In late September, 1944, Porter was ordered to the western Pacific, where it escorted ships and provided shore bombardment for American troops during the liberation of Luzon in the Philippines.
The destroyer even managed to shoot down four Japanese aircraft and sink a few enemy barges.
On March 24, 1945, Porter joined the naval force for the Battle of Okinawa, where it conducted shore bombardment, anti-submarine patrols, escorted minesweepers and provided anti-aircraft support for the task force.
It also downed another five enemy planes.
Then Porter’s history of horrors continued.
First it accidentally raked the destroyer USS Luce with gunfire during an air attack and then on June 10, when a Japanese dive bomber launched a kamikaze attack on Porter as it operated off Okinawa.

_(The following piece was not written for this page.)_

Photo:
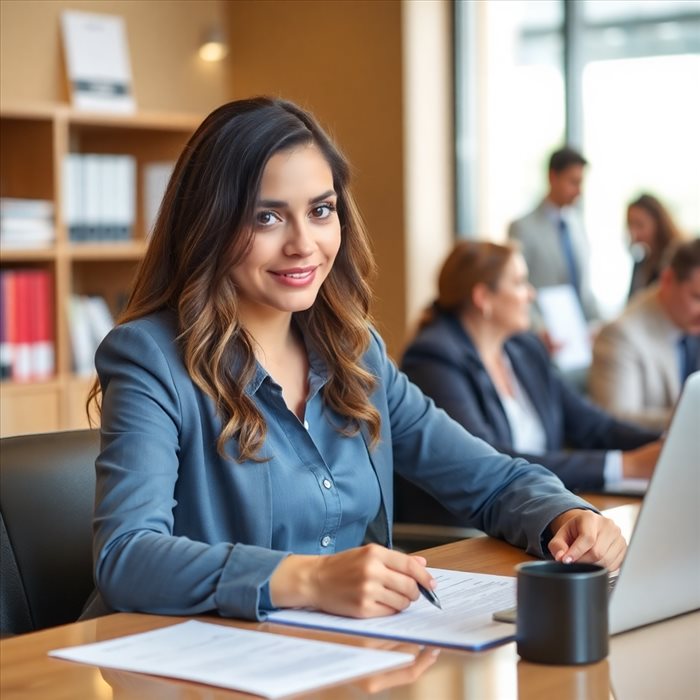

Porter managed to dodge the bomber, which crashed into the water some distance to starboard.
Soon after, however, the warship changed course and ran straight over the semi-submerged kamikaze, setting off its massive load of explosives.
The blast momentarily lifted Porter out of the water and the Willie Dee slowly but surely disappeared under the waves to greet Poseidon, God of the sea.
In its final moments, it did have some luck though, as not a single crew member was killed or seriously injured in the attack.
All of them were evacuated before the hapless destroyer slipped beneath the waves, ending the career of the unluckiest, and seldom mentioned, ship in US Navy history.